Passada de todo e insensível à minha irritação, tentava beijar-me, fingia passos de dança, ensaiava poses. Se a empurrava fazia trejeitos de criança ou punha-se de joelhos, agarrando-me as pernas, eu a perguntar-me como iria pôr fim àquilo e convencê-la a que se deixasse levar para casa.

Certo de que se era de droga a excitação não ia durar e o cansaço levaria a melhor, foi então que ao vê-la defronte do espelho, dando começo a um desajeitado striptease, peguei nos cigarros e, desatento aos seus tristes meneios, fui sentar-me no terraço.

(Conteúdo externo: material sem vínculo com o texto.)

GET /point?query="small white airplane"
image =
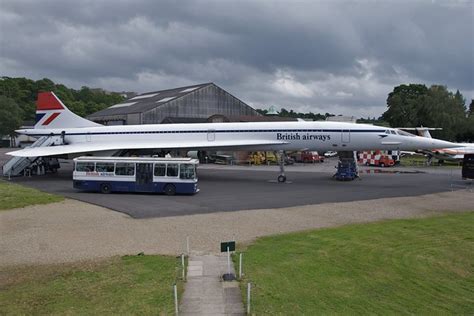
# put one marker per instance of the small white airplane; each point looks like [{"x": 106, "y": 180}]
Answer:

– Não estou a compreender. O senhor está cá e quer um quarto? Outro quarto?

– Exactamente.

– Mas guarda o outro, não vai mudar? E só por esta noite?

– Só por esta noite.

Descrente, ensonado, temendo complicação ou problema que não soubesse resolver, o recepcionista olhava o relógio, olhava para mim, seguia mal o que eu lhe dizia.

– A minha advogada veio cá jantar, e quando…

– Eu vi. Conheço a doutora.

– Quando se ia embora sentiu-se maldisposta e ficou a descansar.

– Aqui?

– No meu quarto.

– No dezassete?

– Certo.

– Mas então pra que é que o senhor…

– Oiça, só uma coisa: tem quartos vagos?

Com uma lentidão de doente, olhando à vez para mim e para o ecrã do computador, lá encontrou, preencheu a ficha, e de seguida, espertalhaço, dando-me o cartão, acrescentou que era o vinte e um, quase ao lado.